The chemical/paint mix soup had managed to sneak inside the long cuff of my rubber gloves leaving a nasty rash on my wrists. The burning only got worse when I tried to clean myself up in the hot shower. On the upside, I knew my relationship with the boat had turned a corner. Standing toe to keel for two days, the old girl and I had an important, hard and frank conversation about her past.

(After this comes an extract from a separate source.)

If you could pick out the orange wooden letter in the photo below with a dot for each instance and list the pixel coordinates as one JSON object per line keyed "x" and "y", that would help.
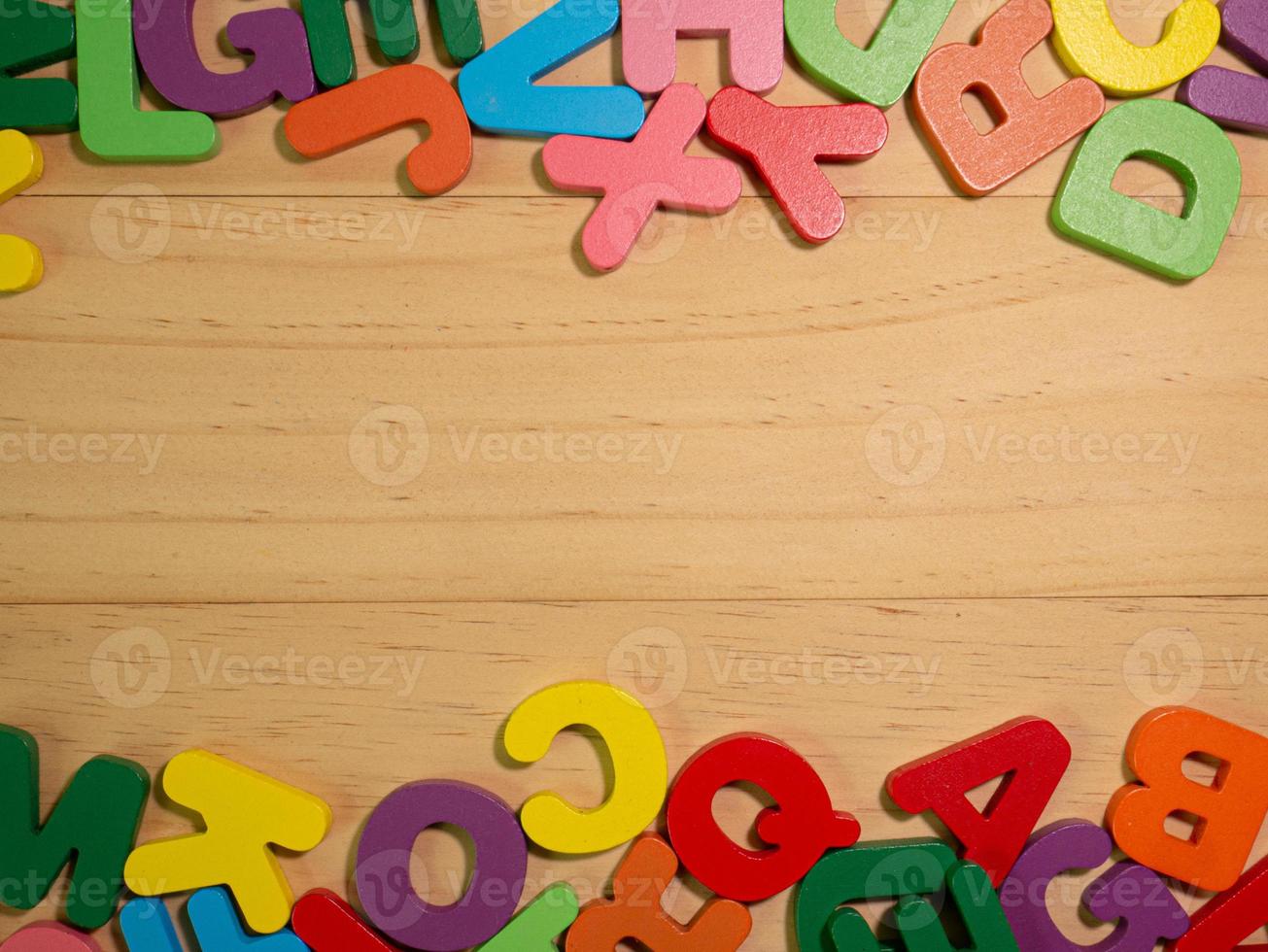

In bed that Sunday night, my upper body, lower body and middle body were all in active revolt and complaining loudly. Was it the paint stripping chemicals that produced the splitting headache? Or was it the vise-like grip of the full-face respirator designed to keep those chemicals away? Or, perhaps, the headache was brought on by my clenched jaw working furiously to shred my teeth with every pull of the scraper? A fresh COVID-19 diagnosis was doubtful given my solitary working environment and abundance of PPE. Could I have stumbled upon COVID-20, I wondered? On the upside, my boat’s bottom was returned to glory, and I had become her Lochinvar.
I wasn’t motivated by a desire to win races, or to turn in an extra tenth of a knot of speed or to impress fish. Instead, this project was about proud yacht husbandry. Only when a boat is properly cared for, do I have confidence that she might return the favor in kind.
Next summer, we will once again sail well beyond the sight of land. I expect this bolstered confidence will help us enjoy the quiet bliss of a different kind of horizon job when it settles over the yacht.
Always wondered what the upkeep was below the water line. Now I know. Hard work.